Sergio Calligaris, il pianista-compositore,
ci parla delle sue composizioni,

di Danilo Prefumo

Sergio Calligaris è un tipico "italiano d'Argentina", come lo chiamerebbe il cantautore Ivano Fossati. Nato a Rosario nel 1941 da genitori friulani, ha studiato pianoforte e composizione nel suo paese natale, e ha cominciato ad esibirsi come concertista di pianoforte a tredici anni, nel 1954. Dopo aver lavorato per diverso tempo negli Stati Uniti, nel 1974 si è stabilito in Italia, a Roma, ed ha assunto definitivamente la cittadinanza italiana. A comporre ha cominciato giovanissimo, ma per diverso tempo la carriera di solista lo ha assorbito completamente; solo qualche anno dopo il suo ritorno in Italia, nel 1978, è ritornato alla composizione con un brano, il Quaderno pianistico di Renzo op. 7, dedicato ad un amico italiano, che in breve tempo gli è valso larga popolarità tra i pianisti.

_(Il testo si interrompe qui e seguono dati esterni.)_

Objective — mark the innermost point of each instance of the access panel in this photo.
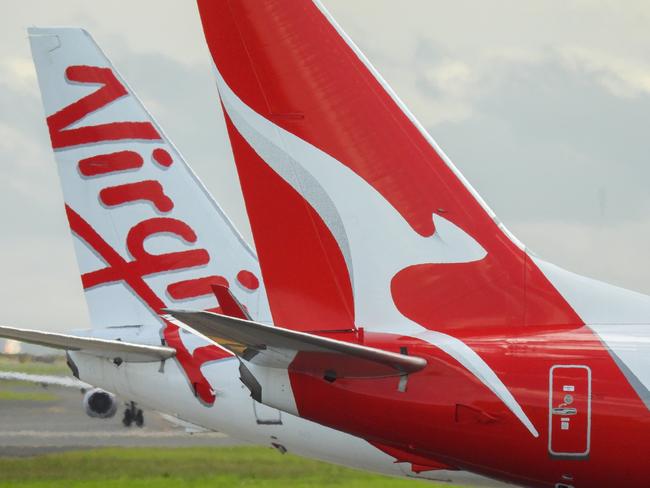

Da quel momento in poi la composizione è diventata per lui l'attività principale, ed oggi il curriculum vitae delle sue opere registra una serie impressionante di esecuzioni da parte delle principali istituzioni concertistiche e di solisti di gran nome, in Italia e nel mondo intero. Come compositore, Calligaris si colloca nel solco di un tonalismo modernamente inteso, aperto alle combinazioni politonali; il suo primo maestro argentino, padre Luis Machado, era un ammiratore di Hindemith e certi aspetti di ascendenza hindemithiana si ritrovano con facilità nelle opere maggiori di Calligaris, come il Concerto per pianoforte e orchestra op. 29 o le Danze sinfoniche op. 27, ad esempio nella frenetica consequenzialità motoristica o nella rigorosissima strutturazione di certe pagine, degne di un Kapellmeister barocco. Ma i momenti forse più geniali e accattivanti, almeno nel Concerto per violino e pianoforte, sono quelli estatici e contemplativi, in cui tra l'altro Calligaris mette in mostra una vena melodica davvero originale.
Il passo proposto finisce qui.